Pulmonary Decompression Sickness ('Chokes')
Pulmonary decompression sickness is the result of sudden, massive blocking the pulmonary arterial circulation by bubbles. Ordinarily, the lungs act as a filter and protect the arterial circulation from circulating bubbles (except when there is a PFO). The chokes is a rare condition in diving, usually occurring with very rapid ascents from deep dives, often from failure of buoyancy control.
Hypobaric decompression, or sudden change of ambient pressure applied to a subject saturated with inert gas has been reported to produce pulmonary decompression sickness in 6% of cases. The onset of the chokes is usually heralded by a midchest discomfort that commences within minutes of reaching the surface. The pain may be accompanied by a cough and is accentuated by deep breathing which worsens the discomfort and may provoke paroxysms of unproductive coughing. The breathing pattern becomes rapid and shallow, and cyanosis may develop as the disorder rapidly progresses to right-side heart failure and cardiovascular collapse. Oxygen, fluid resuscitation, and pressors may be helpful, butimmediate recompression and hyperbaric oxygen are essential for survival.
In experimental animals, pressure in the vessels going into the lung and right ventricular pressure rise, and heart function and arterial blood oxygen fall after a severe decompression stress. These changes occur in concert with the detection of bubbles in the pulmonary artery and are identical to the changes produced by deliberate infusions of gas into the pulmonary artery. White blood cells attach to the bubbles, and the activation of leukocytes contributes to the rapid development of increased leakiness of blood vessels and lung edema. Pulmonary decompression sickness resembles ARDS, the adult respiratory distress syndrome, which has been reported to be a consequence of accidental venous air embolism in the operating room.

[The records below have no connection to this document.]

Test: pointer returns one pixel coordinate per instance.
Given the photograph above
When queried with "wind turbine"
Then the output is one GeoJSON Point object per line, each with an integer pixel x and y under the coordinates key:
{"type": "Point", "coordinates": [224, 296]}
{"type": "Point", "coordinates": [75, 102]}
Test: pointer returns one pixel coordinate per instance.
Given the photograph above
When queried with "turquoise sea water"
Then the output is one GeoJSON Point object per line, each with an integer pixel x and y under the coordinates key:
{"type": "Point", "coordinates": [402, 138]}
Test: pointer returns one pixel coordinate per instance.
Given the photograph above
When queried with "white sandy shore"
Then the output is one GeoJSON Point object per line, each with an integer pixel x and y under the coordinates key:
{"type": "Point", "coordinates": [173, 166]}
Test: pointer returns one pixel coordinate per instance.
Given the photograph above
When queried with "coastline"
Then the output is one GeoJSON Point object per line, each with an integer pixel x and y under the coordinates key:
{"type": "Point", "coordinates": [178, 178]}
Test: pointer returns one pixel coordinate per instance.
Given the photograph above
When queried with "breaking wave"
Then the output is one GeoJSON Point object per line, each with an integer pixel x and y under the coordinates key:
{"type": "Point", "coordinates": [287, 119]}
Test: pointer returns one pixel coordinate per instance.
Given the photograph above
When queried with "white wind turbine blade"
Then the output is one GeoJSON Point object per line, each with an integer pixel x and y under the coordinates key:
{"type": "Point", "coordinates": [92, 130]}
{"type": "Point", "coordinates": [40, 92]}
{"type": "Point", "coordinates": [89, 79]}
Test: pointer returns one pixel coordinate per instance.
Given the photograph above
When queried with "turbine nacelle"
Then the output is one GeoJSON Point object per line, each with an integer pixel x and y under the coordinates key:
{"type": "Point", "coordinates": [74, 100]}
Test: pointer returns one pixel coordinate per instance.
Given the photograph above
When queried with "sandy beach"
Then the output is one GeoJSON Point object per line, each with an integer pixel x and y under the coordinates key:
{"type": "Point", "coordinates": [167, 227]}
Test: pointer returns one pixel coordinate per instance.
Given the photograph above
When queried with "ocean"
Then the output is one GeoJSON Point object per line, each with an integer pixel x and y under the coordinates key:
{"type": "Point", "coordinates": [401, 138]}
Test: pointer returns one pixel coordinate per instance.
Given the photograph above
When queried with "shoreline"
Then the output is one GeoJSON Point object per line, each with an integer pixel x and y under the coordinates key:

What kills in pulmonary DCS or 'chokes'?
What is happening is quite simple. When the body has sufficient inert gas
super-saturation, it forms bubbles in the small veins. These bubbles are carried
to the heart by the circulation and pumped out to the lungs where they are
trapped. This of course assumes no holes in the heart (PFO, ASD, or VSD) and no
bypass shunts in the lungs. The bubbles trapped in the lungs disappear after
minutes and are almost always totally assymptomatic.
So why is this? At rest, the heart is pumping about 5 liters of blood per
minute. This blood is traveling through only 10% of the capillaries in the
lungs. The other 90% are empty. So what happens when you throw enough
bubbles at the lungs to block 10% of the circulation? Absolutely nothing;
now 10% of the circulation is blocked by bubbles, 10% is carrying the blood from
the heart and 80% is sitting empty. The action only starts after 90% of the
circulation to the lungs is blocked. Then the heart has difficulty pumping
blood through the lungs, the pressure in the pulmonary artery rises, the
arterioles leak, the lungs fill up with fluid, the systemic blood pressure
falls, the person goes into DCS shock, and DIES. This all happens VERY
QUICKLY, after the first 90% of the circulation to the lungs is blocked.